Search Console returns empty rows even though data exists in the web interface

Cause: The siteUrl parameter doesn't exactly match the property URL as registered in Search Console. The URL format (with or without trailing slash, http vs https) must be identical.

Solution: Copy the exact property URL from the Search Console property selector dropdown — including protocol and trailing slash. URL-encode it before including in the API request. Domain properties (sc-domain:example.com) use a different format than URL-prefix properties (https://example.com/).

typescript
1// For URL-prefix properties: encode the full URL
2const encoded = encodeURIComponent('https://example.com/');
3// For domain properties: use sc-domain: prefix
4const domainProperty = encodeURIComponent('sc-domain:example.com');

OAuth 2.0 flow fails with 'redirect_uri_mismatch' during testing

Cause: Bolt's WebContainer preview URL is not registered as an authorized redirect URI in Google Cloud Console. The preview URL is dynamic and cannot be pre-registered.

Solution: Deploy your Bolt app to Netlify or Bolt Cloud first. Register your deployed URL (e.g., https://myapp.netlify.app/api/auth/callback) as an Authorized redirect URI in Google Cloud Console → Credentials → OAuth 2.0 Client ID. Use the service account approach for development instead of OAuth user flow.

Best practices

  • Use a service account for internal dashboards — it's simpler than per-user OAuth and works during development in Bolt's WebContainer preview
  • Never commit the service account JSON key file to git — store it as GOOGLE_SERVICE_ACCOUNT_JSON in environment variables
  • Account for Search Console's 3-day data delay in date calculations to avoid confusing empty results for recent date ranges
  • Cache API responses for at least 6 hours — Search Console data updates daily, not in real time, and the API rate limit is generous but unnecessary polling wastes it
  • For OAuth user flow (multi-tenant apps), always test on your deployed URL since Bolt's WebContainer cannot receive OAuth callbacks
  • URL-encode the siteUrl parameter exactly as it appears in Search Console — including protocol, slashes, and case — to avoid 403 permission errors
  • Use dimensions: ['query', 'page'] to get keyword + page combinations for the most actionable SEO insights: which keyword on which page

Alternatives

Frequently asked questions

Is the Google Search Console API free?

Yes. The Search Console API has no usage cost and a rate limit of 1,200 queries per minute. The only requirement is a verified Google Search Console property and a Google Cloud project with the API enabled. This makes it the best starting point for any SEO data integration in Bolt.

Why can't I test the OAuth flow in Bolt's WebContainer preview?

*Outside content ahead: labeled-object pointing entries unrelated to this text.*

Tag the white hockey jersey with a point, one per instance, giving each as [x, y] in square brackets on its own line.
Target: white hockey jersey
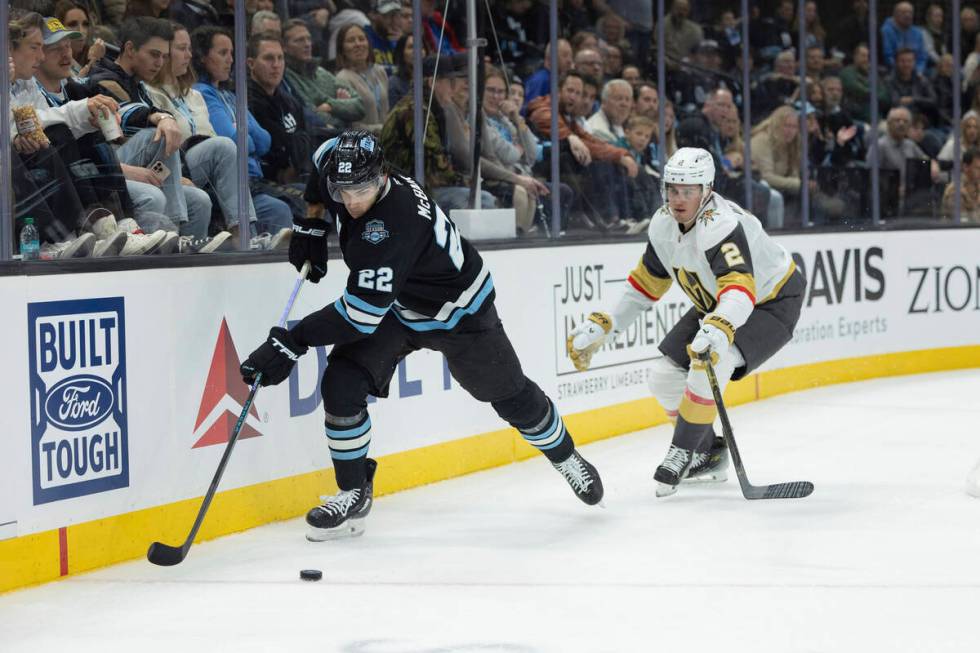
[726, 250]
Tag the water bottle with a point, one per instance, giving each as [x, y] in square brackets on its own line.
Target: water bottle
[30, 248]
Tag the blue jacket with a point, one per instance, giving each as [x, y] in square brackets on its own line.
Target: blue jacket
[221, 108]
[893, 39]
[538, 84]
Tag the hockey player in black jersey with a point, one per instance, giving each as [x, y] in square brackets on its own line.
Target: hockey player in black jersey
[414, 283]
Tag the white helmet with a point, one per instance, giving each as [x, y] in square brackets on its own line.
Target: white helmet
[689, 165]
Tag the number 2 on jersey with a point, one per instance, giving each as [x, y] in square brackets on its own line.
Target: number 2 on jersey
[733, 256]
[379, 279]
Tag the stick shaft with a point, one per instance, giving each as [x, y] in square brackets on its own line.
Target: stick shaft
[241, 419]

OAuth 2.0 requires pre-registering redirect URIs in Google Cloud Console. Bolt's preview uses dynamic URLs that change between sessions — these cannot be registered as stable redirect URIs. For the service account integration in this guide, there's no OAuth callback, so the preview works fine. For per-user OAuth, deploy to Netlify or Bolt Cloud first, then register your deployed URL.

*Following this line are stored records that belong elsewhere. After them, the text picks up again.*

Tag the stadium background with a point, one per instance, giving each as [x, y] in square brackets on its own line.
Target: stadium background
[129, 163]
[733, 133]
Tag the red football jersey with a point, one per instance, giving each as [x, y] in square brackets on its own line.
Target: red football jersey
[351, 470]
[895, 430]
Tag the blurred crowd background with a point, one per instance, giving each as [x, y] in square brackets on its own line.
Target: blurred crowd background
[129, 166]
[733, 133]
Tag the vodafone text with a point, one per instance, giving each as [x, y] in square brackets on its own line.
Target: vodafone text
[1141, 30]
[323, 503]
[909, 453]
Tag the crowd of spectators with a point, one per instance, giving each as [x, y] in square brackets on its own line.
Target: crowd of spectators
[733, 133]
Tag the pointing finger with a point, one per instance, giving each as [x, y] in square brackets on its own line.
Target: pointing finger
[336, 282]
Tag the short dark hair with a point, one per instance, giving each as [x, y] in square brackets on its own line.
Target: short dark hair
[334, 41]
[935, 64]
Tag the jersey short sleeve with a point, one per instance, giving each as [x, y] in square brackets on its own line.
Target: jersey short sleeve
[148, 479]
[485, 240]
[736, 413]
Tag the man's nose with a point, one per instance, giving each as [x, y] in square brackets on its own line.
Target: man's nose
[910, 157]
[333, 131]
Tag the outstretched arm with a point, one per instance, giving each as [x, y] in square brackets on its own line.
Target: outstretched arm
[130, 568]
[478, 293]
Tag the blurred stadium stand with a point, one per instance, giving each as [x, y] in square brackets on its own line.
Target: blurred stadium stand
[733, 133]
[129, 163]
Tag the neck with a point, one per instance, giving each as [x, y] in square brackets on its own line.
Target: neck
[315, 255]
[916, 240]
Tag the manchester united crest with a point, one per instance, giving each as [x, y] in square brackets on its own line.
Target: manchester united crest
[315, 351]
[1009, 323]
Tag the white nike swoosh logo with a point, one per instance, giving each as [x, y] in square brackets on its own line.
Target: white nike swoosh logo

What's the difference between a service account and OAuth 2.0 for Search Console API?

A service account lets your server authenticate directly to Google without any user involvement — you add the service account email as a property user in Search Console. This is ideal for internal dashboards. OAuth 2.0 lets real users authorize your app to access their own Search Console data — required for multi-tenant tools where different users connect their own properties.

How much historical data does Search Console API provide?

Search Console provides 16 months of data via the API. The rowLimit parameter caps results at 25,000 rows per request, but you can paginate through all data using startRow. Note the 3-day delay for the most recent data — if you request data through yesterday, the last 2-3 days may show incomplete numbers.

Can I access Search Console data for sites I don't own?

No. Search Console data is private and only accessible to verified property owners. You must be added as a property user (either directly or as a service account user) to access the data. This is why Search Console is best for analyzing your own properties — for competitor research, use tools like SEMrush, Ahrefs, or Moz that provide third-party data estimates.